“Não existe só um carnaval, o nome deveria ser carnavais”, afirma a professora da Escola Politécnica da Pontifícia Universidade Católica do Paraná (PUC-PR), Ana Beatriz Dias. Especialista em comportamento humano, a psicóloga e teóloga defende, em entrevista à Agência Brasil, que a festa possui múltiplos significados e diversas formas de celebração, refletindo a riqueza cultural brasileira.

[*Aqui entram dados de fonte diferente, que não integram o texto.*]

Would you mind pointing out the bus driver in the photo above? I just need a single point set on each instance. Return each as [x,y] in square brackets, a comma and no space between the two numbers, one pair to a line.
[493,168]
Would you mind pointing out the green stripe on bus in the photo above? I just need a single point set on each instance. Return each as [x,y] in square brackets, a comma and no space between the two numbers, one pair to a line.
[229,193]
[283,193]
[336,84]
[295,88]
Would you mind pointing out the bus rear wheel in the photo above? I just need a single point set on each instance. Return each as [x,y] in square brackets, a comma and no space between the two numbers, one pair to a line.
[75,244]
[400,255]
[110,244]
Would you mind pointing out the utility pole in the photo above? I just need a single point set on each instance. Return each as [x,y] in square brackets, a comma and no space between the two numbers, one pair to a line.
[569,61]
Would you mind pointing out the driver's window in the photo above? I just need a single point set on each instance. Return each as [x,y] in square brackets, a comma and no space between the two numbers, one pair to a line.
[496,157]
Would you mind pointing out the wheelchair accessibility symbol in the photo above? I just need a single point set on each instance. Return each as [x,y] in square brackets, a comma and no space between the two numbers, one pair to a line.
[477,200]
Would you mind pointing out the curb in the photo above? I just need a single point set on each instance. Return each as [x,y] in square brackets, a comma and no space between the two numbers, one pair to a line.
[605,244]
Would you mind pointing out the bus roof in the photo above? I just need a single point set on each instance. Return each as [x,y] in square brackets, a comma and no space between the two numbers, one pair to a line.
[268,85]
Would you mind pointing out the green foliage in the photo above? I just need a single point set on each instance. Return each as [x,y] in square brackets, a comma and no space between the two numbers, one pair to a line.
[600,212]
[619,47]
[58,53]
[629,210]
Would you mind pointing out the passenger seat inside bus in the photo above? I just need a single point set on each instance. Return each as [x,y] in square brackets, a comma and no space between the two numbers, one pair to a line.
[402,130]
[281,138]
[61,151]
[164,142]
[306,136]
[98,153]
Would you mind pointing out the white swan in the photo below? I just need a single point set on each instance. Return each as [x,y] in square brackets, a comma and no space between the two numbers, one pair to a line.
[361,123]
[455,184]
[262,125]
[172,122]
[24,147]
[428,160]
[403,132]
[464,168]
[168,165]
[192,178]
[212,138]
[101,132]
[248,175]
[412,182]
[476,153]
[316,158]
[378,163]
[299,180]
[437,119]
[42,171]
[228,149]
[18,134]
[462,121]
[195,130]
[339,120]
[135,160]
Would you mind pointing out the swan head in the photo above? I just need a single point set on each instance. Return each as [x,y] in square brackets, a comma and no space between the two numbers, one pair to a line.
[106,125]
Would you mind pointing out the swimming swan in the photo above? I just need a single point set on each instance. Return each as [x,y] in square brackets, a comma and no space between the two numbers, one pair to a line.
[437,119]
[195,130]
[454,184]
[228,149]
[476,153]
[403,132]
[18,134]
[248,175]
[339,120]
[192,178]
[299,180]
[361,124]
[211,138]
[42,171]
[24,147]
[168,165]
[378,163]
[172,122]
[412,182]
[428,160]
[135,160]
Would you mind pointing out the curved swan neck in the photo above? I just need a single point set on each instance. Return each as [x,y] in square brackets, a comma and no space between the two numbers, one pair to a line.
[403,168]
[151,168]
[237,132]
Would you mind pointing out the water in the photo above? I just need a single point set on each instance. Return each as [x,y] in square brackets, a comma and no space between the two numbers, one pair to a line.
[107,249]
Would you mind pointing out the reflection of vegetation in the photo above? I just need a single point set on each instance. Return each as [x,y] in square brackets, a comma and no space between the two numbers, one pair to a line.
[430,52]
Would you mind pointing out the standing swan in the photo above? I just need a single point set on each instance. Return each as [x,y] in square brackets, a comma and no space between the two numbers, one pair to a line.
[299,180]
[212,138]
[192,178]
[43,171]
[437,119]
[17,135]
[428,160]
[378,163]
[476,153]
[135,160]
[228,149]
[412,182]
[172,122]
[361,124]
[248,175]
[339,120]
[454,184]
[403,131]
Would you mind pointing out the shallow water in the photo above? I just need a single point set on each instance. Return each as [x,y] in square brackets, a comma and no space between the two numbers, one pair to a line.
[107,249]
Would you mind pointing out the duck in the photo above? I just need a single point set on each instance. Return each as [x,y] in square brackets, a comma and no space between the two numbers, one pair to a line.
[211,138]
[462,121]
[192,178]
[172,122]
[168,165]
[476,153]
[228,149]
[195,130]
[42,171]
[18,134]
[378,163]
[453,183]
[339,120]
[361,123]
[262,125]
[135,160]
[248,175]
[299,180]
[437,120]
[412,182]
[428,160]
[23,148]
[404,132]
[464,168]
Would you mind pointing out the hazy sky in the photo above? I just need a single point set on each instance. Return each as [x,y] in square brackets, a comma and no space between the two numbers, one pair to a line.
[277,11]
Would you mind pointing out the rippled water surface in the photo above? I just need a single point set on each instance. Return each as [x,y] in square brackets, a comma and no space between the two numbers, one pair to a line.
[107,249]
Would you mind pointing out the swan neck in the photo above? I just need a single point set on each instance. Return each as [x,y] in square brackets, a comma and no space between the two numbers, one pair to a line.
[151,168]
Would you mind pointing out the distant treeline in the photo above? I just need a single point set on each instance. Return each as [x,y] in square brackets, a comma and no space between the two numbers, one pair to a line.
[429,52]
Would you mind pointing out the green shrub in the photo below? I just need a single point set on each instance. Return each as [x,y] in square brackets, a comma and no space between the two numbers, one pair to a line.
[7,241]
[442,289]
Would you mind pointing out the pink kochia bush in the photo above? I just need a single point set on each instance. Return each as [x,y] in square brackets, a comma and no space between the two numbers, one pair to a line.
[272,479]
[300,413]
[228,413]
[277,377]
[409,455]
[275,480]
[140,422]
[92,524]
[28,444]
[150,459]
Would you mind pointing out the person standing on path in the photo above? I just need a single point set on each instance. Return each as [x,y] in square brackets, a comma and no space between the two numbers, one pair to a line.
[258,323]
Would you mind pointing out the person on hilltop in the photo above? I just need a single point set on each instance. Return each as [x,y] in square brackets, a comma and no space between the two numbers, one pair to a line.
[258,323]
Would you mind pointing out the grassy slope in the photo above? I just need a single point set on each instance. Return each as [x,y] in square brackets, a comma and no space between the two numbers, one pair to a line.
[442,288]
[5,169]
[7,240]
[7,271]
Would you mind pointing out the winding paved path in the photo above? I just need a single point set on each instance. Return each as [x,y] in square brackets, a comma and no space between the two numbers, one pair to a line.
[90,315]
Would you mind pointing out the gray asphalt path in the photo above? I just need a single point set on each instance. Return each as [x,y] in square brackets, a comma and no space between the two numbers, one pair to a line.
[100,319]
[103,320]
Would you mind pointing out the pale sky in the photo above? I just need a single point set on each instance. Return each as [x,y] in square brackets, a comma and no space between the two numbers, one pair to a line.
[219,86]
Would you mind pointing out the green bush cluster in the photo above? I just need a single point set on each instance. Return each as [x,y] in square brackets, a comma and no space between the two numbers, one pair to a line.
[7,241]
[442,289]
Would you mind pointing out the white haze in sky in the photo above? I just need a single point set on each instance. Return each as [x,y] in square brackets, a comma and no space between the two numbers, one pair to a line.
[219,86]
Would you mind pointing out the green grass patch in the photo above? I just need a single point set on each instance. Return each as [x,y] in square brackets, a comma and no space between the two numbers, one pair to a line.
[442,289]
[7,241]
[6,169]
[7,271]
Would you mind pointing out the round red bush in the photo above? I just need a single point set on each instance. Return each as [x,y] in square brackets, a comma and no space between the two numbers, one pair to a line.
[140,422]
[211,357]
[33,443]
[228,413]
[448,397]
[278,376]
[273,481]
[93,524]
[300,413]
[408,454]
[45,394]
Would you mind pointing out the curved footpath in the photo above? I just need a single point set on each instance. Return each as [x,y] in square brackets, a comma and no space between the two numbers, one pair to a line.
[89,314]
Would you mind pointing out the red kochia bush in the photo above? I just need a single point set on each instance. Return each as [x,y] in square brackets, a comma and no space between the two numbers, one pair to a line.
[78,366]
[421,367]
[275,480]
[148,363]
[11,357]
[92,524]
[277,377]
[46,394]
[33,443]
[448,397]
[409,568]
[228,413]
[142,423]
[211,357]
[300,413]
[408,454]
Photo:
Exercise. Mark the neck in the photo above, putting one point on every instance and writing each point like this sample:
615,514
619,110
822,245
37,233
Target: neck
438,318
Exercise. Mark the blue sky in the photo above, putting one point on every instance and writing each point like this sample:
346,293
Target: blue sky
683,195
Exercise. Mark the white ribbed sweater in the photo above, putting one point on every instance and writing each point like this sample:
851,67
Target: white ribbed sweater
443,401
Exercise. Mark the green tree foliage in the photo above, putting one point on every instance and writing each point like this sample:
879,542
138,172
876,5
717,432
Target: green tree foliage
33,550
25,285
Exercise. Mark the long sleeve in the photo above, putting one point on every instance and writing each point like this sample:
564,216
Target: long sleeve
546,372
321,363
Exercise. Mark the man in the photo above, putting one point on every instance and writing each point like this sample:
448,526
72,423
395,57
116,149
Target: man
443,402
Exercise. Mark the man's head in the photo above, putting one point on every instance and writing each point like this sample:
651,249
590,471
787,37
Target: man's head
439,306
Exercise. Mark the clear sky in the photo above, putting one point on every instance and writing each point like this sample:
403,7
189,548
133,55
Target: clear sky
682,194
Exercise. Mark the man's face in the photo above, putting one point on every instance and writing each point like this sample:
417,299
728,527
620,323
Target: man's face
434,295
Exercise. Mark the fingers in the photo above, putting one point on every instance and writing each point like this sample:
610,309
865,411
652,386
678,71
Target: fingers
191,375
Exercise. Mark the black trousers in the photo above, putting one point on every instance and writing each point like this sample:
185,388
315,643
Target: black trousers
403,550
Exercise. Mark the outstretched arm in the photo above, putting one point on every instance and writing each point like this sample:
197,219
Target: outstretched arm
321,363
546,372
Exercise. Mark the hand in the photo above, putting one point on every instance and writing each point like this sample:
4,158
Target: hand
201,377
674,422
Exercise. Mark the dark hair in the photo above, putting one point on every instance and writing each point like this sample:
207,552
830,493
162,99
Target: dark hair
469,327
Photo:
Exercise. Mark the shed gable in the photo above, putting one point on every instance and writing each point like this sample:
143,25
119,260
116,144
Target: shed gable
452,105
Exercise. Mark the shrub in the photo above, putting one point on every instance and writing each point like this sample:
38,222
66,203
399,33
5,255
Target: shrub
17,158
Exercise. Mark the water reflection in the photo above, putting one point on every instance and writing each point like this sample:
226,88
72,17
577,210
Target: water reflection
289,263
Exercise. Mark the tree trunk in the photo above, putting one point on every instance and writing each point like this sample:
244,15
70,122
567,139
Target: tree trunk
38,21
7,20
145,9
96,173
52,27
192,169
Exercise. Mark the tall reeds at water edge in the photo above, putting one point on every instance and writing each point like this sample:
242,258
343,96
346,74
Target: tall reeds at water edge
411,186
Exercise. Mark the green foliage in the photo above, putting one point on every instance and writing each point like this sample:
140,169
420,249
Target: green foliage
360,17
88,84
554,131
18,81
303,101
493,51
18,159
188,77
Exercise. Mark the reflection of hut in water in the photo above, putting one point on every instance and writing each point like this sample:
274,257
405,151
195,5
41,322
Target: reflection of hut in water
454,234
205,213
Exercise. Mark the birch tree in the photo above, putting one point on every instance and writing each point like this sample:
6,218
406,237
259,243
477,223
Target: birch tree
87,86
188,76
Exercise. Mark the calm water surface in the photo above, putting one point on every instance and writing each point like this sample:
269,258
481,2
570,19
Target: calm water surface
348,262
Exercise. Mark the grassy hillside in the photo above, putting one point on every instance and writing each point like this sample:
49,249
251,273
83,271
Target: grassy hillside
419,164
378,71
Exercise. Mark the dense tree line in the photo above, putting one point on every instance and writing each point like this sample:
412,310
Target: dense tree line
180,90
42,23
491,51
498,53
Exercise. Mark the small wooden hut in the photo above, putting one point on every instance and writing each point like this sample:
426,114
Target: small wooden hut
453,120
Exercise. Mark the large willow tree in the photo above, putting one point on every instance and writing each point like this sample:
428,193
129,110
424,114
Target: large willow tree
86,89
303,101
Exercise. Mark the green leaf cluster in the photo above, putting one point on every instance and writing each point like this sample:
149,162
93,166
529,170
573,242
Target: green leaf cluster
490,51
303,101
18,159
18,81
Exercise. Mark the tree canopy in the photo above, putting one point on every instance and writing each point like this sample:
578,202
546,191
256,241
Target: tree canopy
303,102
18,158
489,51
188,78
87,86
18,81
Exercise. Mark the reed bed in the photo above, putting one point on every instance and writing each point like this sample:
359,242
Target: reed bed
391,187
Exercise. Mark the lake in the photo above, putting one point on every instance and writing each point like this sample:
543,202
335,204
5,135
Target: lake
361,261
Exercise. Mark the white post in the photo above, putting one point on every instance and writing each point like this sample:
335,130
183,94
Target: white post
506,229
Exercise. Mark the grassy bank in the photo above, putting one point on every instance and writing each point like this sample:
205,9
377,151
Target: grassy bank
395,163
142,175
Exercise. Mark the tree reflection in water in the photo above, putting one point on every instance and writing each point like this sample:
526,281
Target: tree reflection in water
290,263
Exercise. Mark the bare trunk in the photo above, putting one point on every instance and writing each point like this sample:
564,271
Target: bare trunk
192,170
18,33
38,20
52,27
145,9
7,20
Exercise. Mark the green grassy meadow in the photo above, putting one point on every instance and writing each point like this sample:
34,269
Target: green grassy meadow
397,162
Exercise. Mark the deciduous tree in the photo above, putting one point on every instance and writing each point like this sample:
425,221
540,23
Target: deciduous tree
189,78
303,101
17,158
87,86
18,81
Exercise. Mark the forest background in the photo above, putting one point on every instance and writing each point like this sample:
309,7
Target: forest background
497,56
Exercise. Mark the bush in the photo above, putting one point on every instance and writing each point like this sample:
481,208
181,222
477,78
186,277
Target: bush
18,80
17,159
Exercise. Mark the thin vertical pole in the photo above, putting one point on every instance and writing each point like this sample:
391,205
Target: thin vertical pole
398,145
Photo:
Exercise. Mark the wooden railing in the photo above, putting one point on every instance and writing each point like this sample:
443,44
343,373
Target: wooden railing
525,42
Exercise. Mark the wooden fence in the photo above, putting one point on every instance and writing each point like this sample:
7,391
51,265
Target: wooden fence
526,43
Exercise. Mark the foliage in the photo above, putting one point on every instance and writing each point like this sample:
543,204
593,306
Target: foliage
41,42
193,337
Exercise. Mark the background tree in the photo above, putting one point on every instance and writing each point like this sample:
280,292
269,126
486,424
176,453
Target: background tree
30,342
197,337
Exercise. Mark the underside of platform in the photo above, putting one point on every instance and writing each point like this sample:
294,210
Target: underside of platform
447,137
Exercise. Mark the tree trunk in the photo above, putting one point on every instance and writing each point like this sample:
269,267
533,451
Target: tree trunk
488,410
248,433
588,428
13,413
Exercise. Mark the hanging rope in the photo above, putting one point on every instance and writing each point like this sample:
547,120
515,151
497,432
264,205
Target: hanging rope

Para ela, a beleza reside na variedade, que permite desde ir ao Sambódromo até curtir um show de rock, ou vivenciar as singularidades regionais como os bonecos de Olinda no Nordeste, os carnavais do Pará e a carreada, momento de finalização da engorda do gado no Rio Grande do Sul.
A tradição de desfilar, explica Ana Beatriz, remonta à antiguidade, simbolizando vitória e alegria, similar aos ritos antigos de celebração de conquistas. Essa prática se manifesta historicamente nas procissões católicas, onde imagens, crucifixos e velas são levados com música. Blocos, maracatus e cordões carnavalescos se inspiraram nesse modelo, desenvolvendo coreografias e apresentações com instrumentistas e alegorias, defendendo estandartes de suas paróquias ou bairros. Gradualmente, essa miscigenação resultou em uma expressão onde o sagrado e o religioso dão lugar à dança e à liberdade como símbolos centrais.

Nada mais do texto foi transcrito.